As leveduras desempenham um papel fundamental na elaboração do vinho. São elas que consomem os açúcares do mosto, como é chamado o líquido extraído da prensagem das uvas, transformando-os em álcool. Mas elas também têm um papel fundamental nos aromas e sabores da bebida. Não à toa, há grandes produtoras de Champagne, na França, que têm suas próprias leveduras, responsáveis pela assinatura aromática e gustativa de seus rótulos. Agora, a vinícola gaúcha Manus Vinhas e Vinhos está identificando as leveduras autóctones, ou seja, nativas de seus vinhedos, e fazendo testes para entender como elas influenciam nos vinhos lá feitos. Trata-se de uma iniciativa de grande porte sem paralelo na viticultura nacional.
A identificação das leveduras locais é uma nova etapa no ambicioso projeto da Manus de mapear seus vinhedos e identificar cada pequena parcela de acordo com suas características de solo. A exemplo do que é feito na região da Borgonha, na França, foram feitas diversas escavações, as chamadas calicatas, para entender a composição do solo. “Nosso vinhedo virou um queijo suíço”, conta Gustavo Bertolini, sócio proprietário da Manus junto com o irmão Diego, e arquiteto de formação.
A iniciativa foi feita em parceria com a Embrapa Uva e Vinho. Um time de 17 pesquisadores sob o comando de Celito Guerra vem entendo as características da Serra do Sudeste, no Rio Grande do Sul. As formações geológicas graníticas muito antigas ajudam a criar uma composição única. Os resultados finais dessa pesquisa que teve início em 2020 serão divulgados oficialmente em breve, mas as descobertas mostram enorme potencial.
Foram identificados 16 solos graníticos de perfis diferentes, divididos em 30 parcelas. Entre as leveduras, mais de 50 variedades distintas foram descobertas. Dessas, cinco de maior interesse enológico estão sendo testadas nos vinhos das safras mais recentes. A enóloga Mônica Rossetti, responsável pela elaboração dos vinhos, têm feito 60 microvinificações, 2 em cada uma das 30 parcelas, para entender como a bebida se comporta. Aos poucos, uma vinoteca está sendo criada para que a equipe entenda qual perfil é o mais apropriado para o vinho que pretendem fazer.

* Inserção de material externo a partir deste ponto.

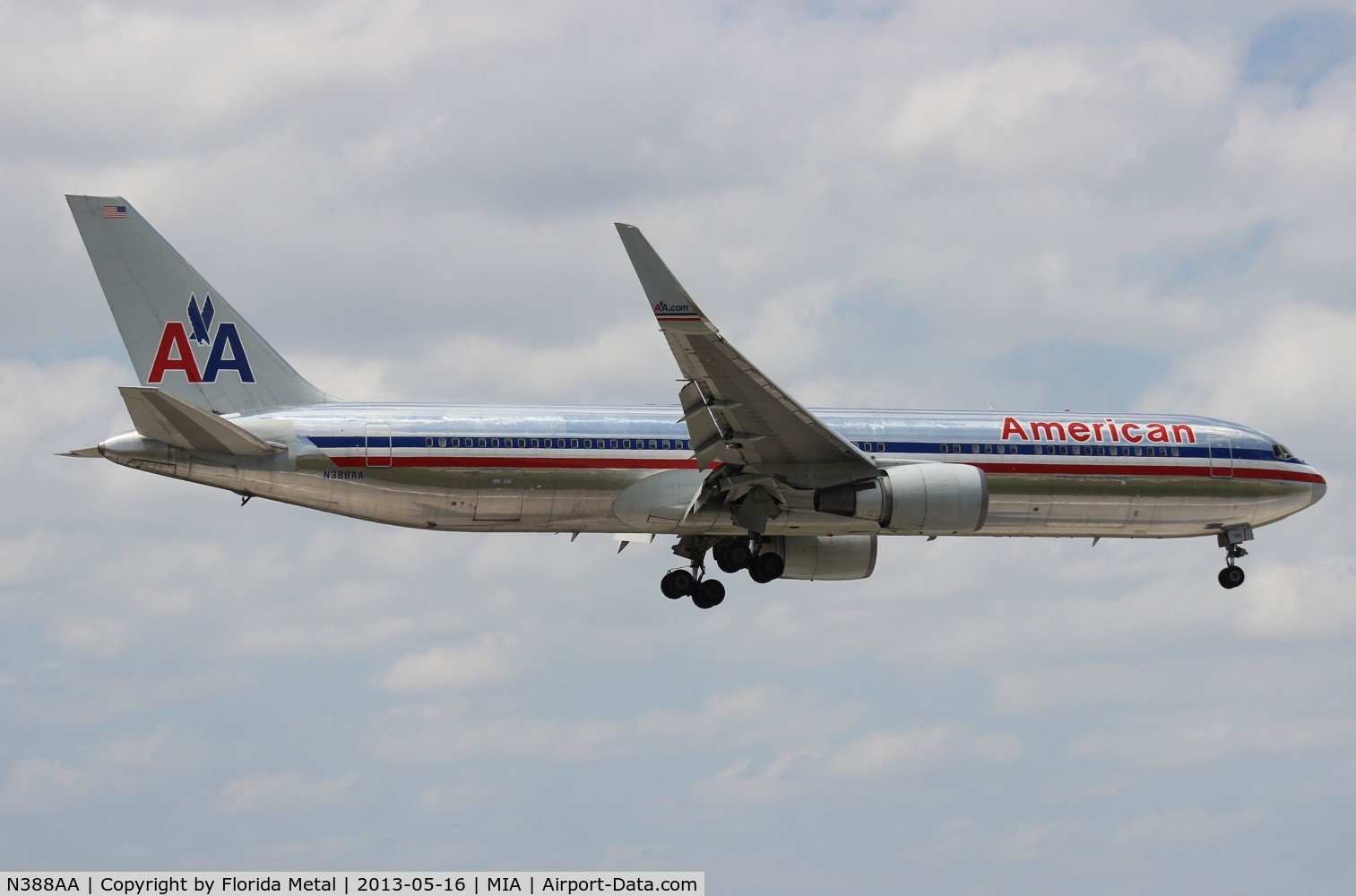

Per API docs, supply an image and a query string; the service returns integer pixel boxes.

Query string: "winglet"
[617,224,719,332]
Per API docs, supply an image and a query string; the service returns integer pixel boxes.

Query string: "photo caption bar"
[0,872,706,896]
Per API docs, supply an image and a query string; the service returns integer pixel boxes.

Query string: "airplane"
[66,195,1326,608]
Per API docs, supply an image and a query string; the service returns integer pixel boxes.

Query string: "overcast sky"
[0,0,1356,894]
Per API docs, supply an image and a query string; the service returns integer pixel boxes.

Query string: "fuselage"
[100,404,1326,538]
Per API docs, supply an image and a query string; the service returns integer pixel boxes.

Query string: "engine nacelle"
[764,536,876,582]
[815,463,989,536]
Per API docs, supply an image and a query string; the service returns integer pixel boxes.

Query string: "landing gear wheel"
[711,538,751,572]
[748,550,787,583]
[692,579,725,610]
[659,569,695,600]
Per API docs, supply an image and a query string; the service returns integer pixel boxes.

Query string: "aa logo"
[146,296,254,383]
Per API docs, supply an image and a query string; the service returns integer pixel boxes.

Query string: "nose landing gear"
[1216,526,1253,589]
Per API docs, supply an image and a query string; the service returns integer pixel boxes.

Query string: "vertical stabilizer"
[66,196,333,413]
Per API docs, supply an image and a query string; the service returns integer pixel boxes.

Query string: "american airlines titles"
[1001,418,1196,444]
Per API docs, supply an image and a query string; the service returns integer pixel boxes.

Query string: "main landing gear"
[1218,526,1253,589]
[659,536,787,610]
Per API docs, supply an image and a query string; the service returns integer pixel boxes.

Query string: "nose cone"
[1308,470,1327,507]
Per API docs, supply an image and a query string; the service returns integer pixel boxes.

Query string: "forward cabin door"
[1205,435,1234,478]
[363,423,391,466]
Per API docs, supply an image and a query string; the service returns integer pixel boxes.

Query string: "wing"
[617,224,876,471]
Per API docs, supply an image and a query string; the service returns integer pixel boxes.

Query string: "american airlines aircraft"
[66,196,1326,608]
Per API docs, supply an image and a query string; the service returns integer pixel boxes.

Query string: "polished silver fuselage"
[100,404,1326,538]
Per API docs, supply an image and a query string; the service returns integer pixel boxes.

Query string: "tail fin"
[66,196,333,413]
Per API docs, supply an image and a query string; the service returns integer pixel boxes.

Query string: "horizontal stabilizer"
[118,386,286,457]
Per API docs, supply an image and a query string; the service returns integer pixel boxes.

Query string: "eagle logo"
[180,293,217,346]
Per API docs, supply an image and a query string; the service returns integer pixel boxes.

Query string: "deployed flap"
[66,196,331,413]
[617,224,875,470]
[118,386,286,457]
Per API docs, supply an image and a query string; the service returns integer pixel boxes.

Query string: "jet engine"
[762,536,876,582]
[815,463,989,536]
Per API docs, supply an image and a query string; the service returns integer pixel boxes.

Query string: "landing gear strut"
[1218,526,1253,589]
[659,568,725,610]
[659,536,787,610]
[711,536,787,583]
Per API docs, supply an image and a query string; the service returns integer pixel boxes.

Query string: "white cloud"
[381,634,523,692]
[220,771,362,814]
[0,0,1356,892]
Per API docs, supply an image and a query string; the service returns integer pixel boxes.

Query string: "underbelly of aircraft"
[156,463,1308,538]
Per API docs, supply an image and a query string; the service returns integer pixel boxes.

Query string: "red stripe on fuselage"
[330,454,1325,486]
[330,454,697,470]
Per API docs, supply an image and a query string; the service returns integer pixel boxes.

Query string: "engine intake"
[815,463,989,536]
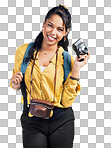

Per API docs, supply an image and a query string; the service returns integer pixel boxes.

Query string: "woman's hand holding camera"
[10,72,23,89]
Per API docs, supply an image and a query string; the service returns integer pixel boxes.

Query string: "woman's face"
[43,14,66,45]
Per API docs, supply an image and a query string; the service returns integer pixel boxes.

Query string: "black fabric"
[20,107,75,148]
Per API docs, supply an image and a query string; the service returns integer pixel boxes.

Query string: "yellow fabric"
[10,43,81,116]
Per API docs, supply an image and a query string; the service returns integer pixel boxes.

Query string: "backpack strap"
[20,42,71,113]
[20,42,34,74]
[62,50,71,84]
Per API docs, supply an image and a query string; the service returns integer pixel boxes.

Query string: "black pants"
[21,107,75,148]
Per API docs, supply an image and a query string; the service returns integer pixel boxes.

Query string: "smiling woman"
[10,5,88,148]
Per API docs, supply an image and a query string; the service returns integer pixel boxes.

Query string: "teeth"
[48,35,54,40]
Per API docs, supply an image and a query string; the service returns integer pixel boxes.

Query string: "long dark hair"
[26,5,71,62]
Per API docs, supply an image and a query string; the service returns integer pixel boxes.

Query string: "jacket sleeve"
[10,44,28,88]
[61,55,81,108]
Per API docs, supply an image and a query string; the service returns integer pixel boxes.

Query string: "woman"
[10,5,90,148]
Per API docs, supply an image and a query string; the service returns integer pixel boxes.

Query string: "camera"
[72,38,88,61]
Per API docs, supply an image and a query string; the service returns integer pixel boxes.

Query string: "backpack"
[20,42,71,114]
[20,42,71,83]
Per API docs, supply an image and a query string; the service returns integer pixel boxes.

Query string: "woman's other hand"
[10,72,23,89]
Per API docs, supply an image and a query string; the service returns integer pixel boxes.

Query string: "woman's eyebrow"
[48,22,64,29]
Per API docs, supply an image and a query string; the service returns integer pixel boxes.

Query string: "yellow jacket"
[10,43,81,116]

Os testes incluem ainda variedades de uvas ainda pouco cultivadas no país, como a grega Assyrtiko, a georgiana Saperavi, as italianas Teroldego e Nebbiolo e a portuguesa Gouveio. O portfólio é composto pela linha Virgo, que reúne as expressões mais puras do terroir da Serra do Sudeste, Liberum, com experimentações mais livres, e Clássico, com os rótulos de alta gama.
Os primeiros vinhos elaborados com as leveduras autóctones chegam agora ao mercado. São o Pinot Noir e o Chardonnay a linha Virgo da safra 2024. Comparados com a safra anterior, de 2023, mostram a influência enorme das leveduras. O chardonnay é mais elegante e fresco, com um perfil de frutas tropicais mais discreto. E o Pinot Noir é mais “nervoso”, com acidez muito elevada e um perfil frutado, com notas de cereja, bem mais fresco. Outro rótulo, ainda não disponível, mostra o efeito na uva de origem portuguesa Alvarinho. A safra 2023 é mais clássica, elegante e mineral, enquanto a safra 2024 é muito floral, mais encorpada e com acidez equilibrada.
A mudança representa uma busca dos irmãos Bertolini por uma expressão local, menos dependente das referências internacionais. A Manus é o projeto pessoal de ambos, responsáveis pela Vinhedos da Quinta, vinícola que há anos produz uvas de qualidade para outros produtores. Por anos, atendeu a Chandon, mas passou a ampliar a oferta e atende hoje pequenos produtores artesanais da região. A Manus é voltada para seus rótulos de “boutique”, como o Pinot Noir da linha Virgo. A inspiração da Borgonha é clara, mas o resultado é um vinho de personalidade distinta. “Não queremos ser ‘covers’, queremos ser protagonistas“, diz Bertolini.